|Year : 2020 | Volume
| Issue : 1 | Page : 114-117
Larger screw on the concave side of apex pedicle: Friend or foe? Report on a rare cause of neurological deficit in scoliosis surgery
Bhavuk Garg1, Nishank Mehta1, Ashok Jaryal2
1 Department of Orthopaedics, All India Institute of Medical Sciences, New Delhi, India
2 Department of Physiology, All India Institute of Medical Sciences, New Delhi, India
|Date of Submission||06-Feb-2019|
|Date of Decision||27-May-2019|
|Date of Acceptance||12-Aug-2019|
|Date of Web Publication||05-Feb-2020|
Dr. Nishank Mehta
Dr. Nishank Mehta, Department of Orthopaedics, All India Institute of Medical Sciences, Ansari Nagar, New Delhi 110029.
Source of Support: None, Conflict of Interest: None
Pedicle screw instrumentation is currently the “gold standard” in scoliosis surgery. However, placement of pedicle screws in thoracic spine is considered challenging. Previous studies have described morphometric changes in the pedicle when a larger screw is inserted, with pedicle expansion preceding screw cutout and pedicle fracture. We report an unusual case of neurological deficit due to cord compression by an expanded pedicle following pedicle screw insertion on the concave side of the apical vertebra in a 14-year-old patient with Lenke Type 3C(-) adolescent idiopathic scoliosis. Identification of the expanded pedicle as the cause of neurological symptoms, prompt action, and deferring the corrective surgery while accepting less correction helped us in negotiating the problem without causing permanent neurological deficit. Pedicle expansion in an immature spine can cause neurological complications. The screw diameter at the apical vertebrae on the concave side should be carefully selected.

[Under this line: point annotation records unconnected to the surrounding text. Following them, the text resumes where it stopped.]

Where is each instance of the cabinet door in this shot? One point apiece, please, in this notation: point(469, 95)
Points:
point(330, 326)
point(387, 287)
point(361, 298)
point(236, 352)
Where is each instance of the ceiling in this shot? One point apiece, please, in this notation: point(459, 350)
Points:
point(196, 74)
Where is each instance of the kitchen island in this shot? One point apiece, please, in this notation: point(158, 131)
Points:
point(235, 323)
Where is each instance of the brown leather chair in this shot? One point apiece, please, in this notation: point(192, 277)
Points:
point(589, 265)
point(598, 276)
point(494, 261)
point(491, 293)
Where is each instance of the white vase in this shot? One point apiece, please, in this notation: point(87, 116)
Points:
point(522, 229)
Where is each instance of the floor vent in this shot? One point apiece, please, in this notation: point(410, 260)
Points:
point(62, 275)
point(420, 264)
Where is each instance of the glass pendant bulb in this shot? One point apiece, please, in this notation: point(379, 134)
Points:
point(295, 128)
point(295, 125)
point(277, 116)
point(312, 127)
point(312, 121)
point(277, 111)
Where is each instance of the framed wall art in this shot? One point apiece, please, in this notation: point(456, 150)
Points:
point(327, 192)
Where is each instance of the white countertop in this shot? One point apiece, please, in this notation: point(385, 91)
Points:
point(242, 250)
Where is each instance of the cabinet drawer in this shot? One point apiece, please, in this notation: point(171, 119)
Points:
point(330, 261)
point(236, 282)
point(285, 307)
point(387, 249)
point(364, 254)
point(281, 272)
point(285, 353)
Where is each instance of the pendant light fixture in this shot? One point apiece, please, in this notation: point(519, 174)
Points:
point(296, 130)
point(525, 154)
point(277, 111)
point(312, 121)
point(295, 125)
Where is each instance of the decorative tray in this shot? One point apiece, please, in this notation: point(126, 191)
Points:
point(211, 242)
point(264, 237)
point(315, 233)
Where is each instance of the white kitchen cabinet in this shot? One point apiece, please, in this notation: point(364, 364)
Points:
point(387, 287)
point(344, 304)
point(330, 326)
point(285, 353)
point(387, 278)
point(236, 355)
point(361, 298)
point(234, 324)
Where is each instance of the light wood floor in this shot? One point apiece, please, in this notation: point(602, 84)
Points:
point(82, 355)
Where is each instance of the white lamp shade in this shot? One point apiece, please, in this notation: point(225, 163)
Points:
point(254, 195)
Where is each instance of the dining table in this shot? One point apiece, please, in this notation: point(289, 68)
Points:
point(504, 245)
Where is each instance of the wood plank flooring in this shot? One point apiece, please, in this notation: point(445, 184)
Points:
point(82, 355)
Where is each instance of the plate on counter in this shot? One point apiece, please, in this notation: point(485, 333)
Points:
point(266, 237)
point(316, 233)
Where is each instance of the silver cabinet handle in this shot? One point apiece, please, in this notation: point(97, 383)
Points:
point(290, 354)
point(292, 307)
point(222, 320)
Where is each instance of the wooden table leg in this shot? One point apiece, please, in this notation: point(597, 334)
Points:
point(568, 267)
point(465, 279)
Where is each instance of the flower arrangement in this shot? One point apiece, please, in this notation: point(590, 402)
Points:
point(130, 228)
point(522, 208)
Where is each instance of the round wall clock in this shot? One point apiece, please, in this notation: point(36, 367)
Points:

Keywords: Neuromonitoring, pedicle expansion, pedicle screws, scoliosis
|How to cite this article:|
Garg B, Mehta N, Jaryal A. Larger screw on the concave side of apex pedicle: Friend or foe? Report on a rare cause of neurological deficit in scoliosis surgery. Indian Spine J 2020;3:114-7
|How to cite this URL:|
Garg B, Mehta N, Jaryal A. Larger screw on the concave side of apex pedicle: Friend or foe? Report on a rare cause of neurological deficit in scoliosis surgery. Indian Spine J [serial online] 2020 [cited 2020 Jul 6];3:114-7. Available from: http://www.isjonline.com/text.asp?2020/3/1/114/277812
| Introduction|| |
Segmental pedicle screw fixation has numerous advantages over other fixation methods in scoliosis surgery: better screw pullout strength, greater three-dimensional correction, and decreased need for an anterior release. The placement of pedicle screws in the thoracic spine is considered challenging and controversial in view of the smaller pedicle size, complex anatomy, and proximity of visceral, vascular, and neural structures.,
Increasing a screw’s diameter can improve the pullout strength. Morphometric changes in the form of pedicle expansion, pedicle cutout by screw threads, and pedicle fracture have been described when larger screw sizes were used. Viscoelastic expansion of the pediatric pedicle up to 196% of its transverse internal diameter before failure has been reported. We report an unusual case of neurological deficit due to cord compression by an expanded thoracic pedicle following screw insertion.
| Case Presentation|| |
Our patient was a 14-year-old male with Lenke Type 3C(-) adolescent idiopathic scoliosis curve with a Cobb’s angle of 75° [Figure 1] without any neurological deficit. Magnetic resonance imaging showed no cord anomaly.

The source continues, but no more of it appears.